- Storm does not allow arbitrary state in operators (what Nathan Marz calls "bolts"). This makes implementing the runtime easier, such as being able to replay tuple sends for fault tolerance, but it limits what kinds of applications one can make. Yes, I'm on board with the idea that we should avoid mutable state as much as possible, but people who build real applications want it. Yet, fault tolerance in our system requires more work, so it's a trade-off.
- Storm programs are implemented in Java. Streams applications are implemented in our programming language, which has the rather pedestrian name Streams Programming Language, but usually just SPL. This may seem minor, but it's a big deal. Marz is working on a higher level language in Clojure. Implementing programs in a higher level language enables developers to abstract away many issues related to high performance, distributed systems. I compare it to the difference between writing assembly code and writing C code. (Or the difference between writing Python code and writing C code.) The code that we generate is similar in principle to how one writes a Storm application. Which brings me to...
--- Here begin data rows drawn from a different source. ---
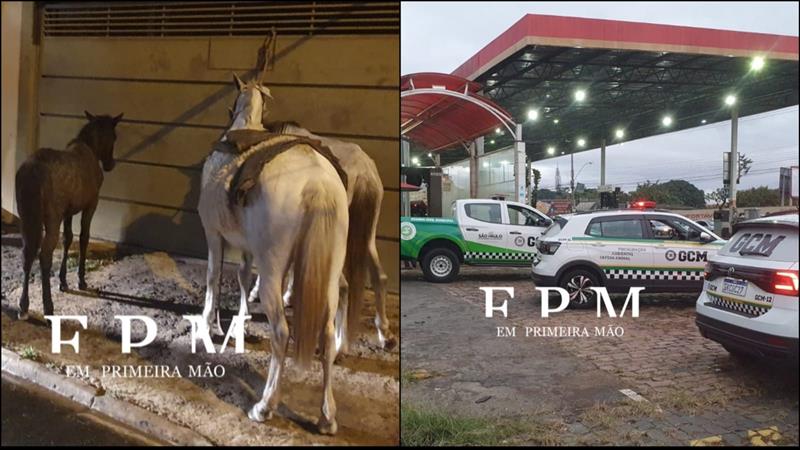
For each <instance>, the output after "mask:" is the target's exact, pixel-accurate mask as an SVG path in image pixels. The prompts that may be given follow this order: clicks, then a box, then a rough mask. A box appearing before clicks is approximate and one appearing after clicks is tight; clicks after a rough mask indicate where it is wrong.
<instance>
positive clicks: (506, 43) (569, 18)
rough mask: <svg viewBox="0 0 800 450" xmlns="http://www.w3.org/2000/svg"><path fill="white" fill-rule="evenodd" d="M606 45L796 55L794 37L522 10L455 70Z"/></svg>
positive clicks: (462, 71)
mask: <svg viewBox="0 0 800 450" xmlns="http://www.w3.org/2000/svg"><path fill="white" fill-rule="evenodd" d="M537 44H538V45H552V46H559V47H579V46H580V47H587V48H609V49H627V50H643V51H667V52H675V53H698V54H707V55H720V56H728V55H731V56H745V57H746V56H754V55H757V54H762V55H765V56H767V57H768V58H775V59H787V60H794V61H797V60H798V38H797V36H783V35H775V34H765V33H751V32H745V31H731V30H715V29H710V28H696V27H685V26H676V25H660V24H652V23H640V22H626V21H619V20H604V19H585V18H581V17H563V16H551V15H543V14H526V15H525V16H523V17H522V18H521V19H520V20H518V21H517V22H516V23H515V24H514V25H512V26H511V28H509V29H508V30H506V31H504V32H503V33H502V34H500V36H498V37H496V38H495V39H494V40H492V42H490V43H489V44H487V45H486V46H485V47H484V48H482V49H481V50H480V51H478V53H476V54H475V55H473V56H472V57H471V58H470V59H468V60H467V61H466V62H464V63H463V64H461V66H459V67H458V68H457V69H456V70H454V71H453V75H454V76H458V77H463V78H466V79H469V80H472V79H475V78H476V77H478V76H479V75H480V74H481V73H483V72H484V71H486V70H488V69H489V68H490V67H492V66H493V65H495V64H497V63H498V62H499V61H502V60H503V59H504V58H507V57H508V56H509V55H511V54H512V53H514V52H515V51H517V50H519V49H521V48H523V47H524V46H526V45H537Z"/></svg>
- Storm runs on the JVM, we generate C++ code which gets compiled.
Neither Storm or Streams are the first or only in this area. Stream programming is also popular for hardware, but that is usually synchronous and if there's state, it's shared-memory. Storm and Streams are distributed and asynchronous. There are academic distributed streaming systems such as Borealis. The research name for Streams is System S, and there are many academic papers about it, or that use it as a platform for other research: http://dl.acm.org/results.cfm?h=1&cfid=66087472&cfto...
And for the record, I am impressed with Storm.
The "state spout" abstraction, a future feature for Storm, will alleviate the performance problems with using an external database. Although in the time being, smart use of batching/checkpointing is sufficient for most applications.
Also, Storm topologies can be written in any language. Storm has great multi-language support.
I do agree though that higher level abstractions are important. That will come later, once we're confident that we've mastered the primitives for doing fault-tolerant realtime computation.
Maybe I misunderstand your point, but Storm does allow state in Bolts - a Bolt is just a Java object, so it can have member variables. That's how aggregation (e.g. counting events per user) is done. Of course, if you want a Bolt that scales horizontally, you need to account for the state being split across several instances of the Bolt class; and if you need the state to survive a restart, you need to keep it in an external database instead of in the object's memory.
I had assumed there was no arbitrary state because of the replay semantics. Let's say bolt A sends tuples to bolt B. B has internal state. A sends tuples t1, t2, t3 and t4. A receives acknowledgements that t1, t3 and t4 were processed. So t2 needs to be replayed. But the semantics of what that means is undefined - B has internal state that already incorporates, for certain, t3 and t4, and maybe t2. (While it's unlikely, you never know where a tuple got lost.) So replaying t2 is problematic - do you just blindly replay it, and allow potentially broken semantics? The alternative is to do rollback, which is quite hairy.